If I had to pick one fruit as my favorite (thank goodness, I don't!), it just might be the strawberry. Specifically, I love the wild strawberries that used to grow along the railroad tracks near my childhood home, but they're like peas - you have to pick hundreds of them before you really have enough to eat or use in recipes. Can't beat that wild strawberry flavor though.
For years, we grew a June-bearing variety of strawberries, but when you love them as much as I do, one picking of berries just isn't enough. So this year, we're making entirely new raised beds and we're trying a different kind of strawberry. We're planting a day-neutral variety.

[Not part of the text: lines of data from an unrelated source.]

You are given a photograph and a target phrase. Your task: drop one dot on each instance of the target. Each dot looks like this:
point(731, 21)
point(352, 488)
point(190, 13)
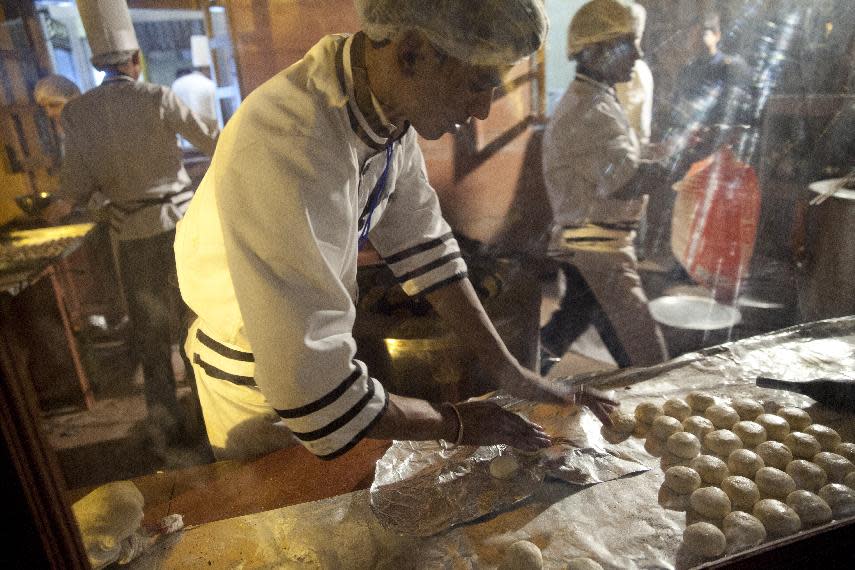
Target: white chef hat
point(599, 21)
point(486, 32)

There are three types of strawberries: June-bearing, everbearing and day-neutral. The first produces fruit for two to three weeks in June and then they're done. Everbearing strawberries will produce two to three crops throughout the summer and day-neutral plants bear berries intermittently all summer. June-bearing produces lots of runners and the fruit is generally larger than the other two types, which don't produce many runners.
There are varieties that can be grown in just about all zones in the U.S., from zone 3 to zone 10. Be sure to check the tag. They are typically planted in the spring, making sure they are sited in full sun and have good drainage.
With all types, it's recommended to remove the blossoms and runners for the first year, although blossoms can be left after July 1 to mature into fruit on day-neutral and everbearing plants. The idea behind this is to allow the plants to focus their energy on growing strong roots and parent plants, which means there will be better fruit production.
Strawberry plants produce best in the first three years. They tend to decline every year after that, so it's advisable to replant new runners or new plants and get rid of older plants to keep your strawberry bed working to its best potential. This is the same for all varieties.
According to NutritionData.com, a cup of strawberries provides 149 percent of your recommended daily allowance of Vitamin C! They're also high in folate, potassium and manganese, and provide 12 percent of our dietary fiber recommendation.
Strawberries are one of my favorite snacks and one of the few that I love that's actually good for me!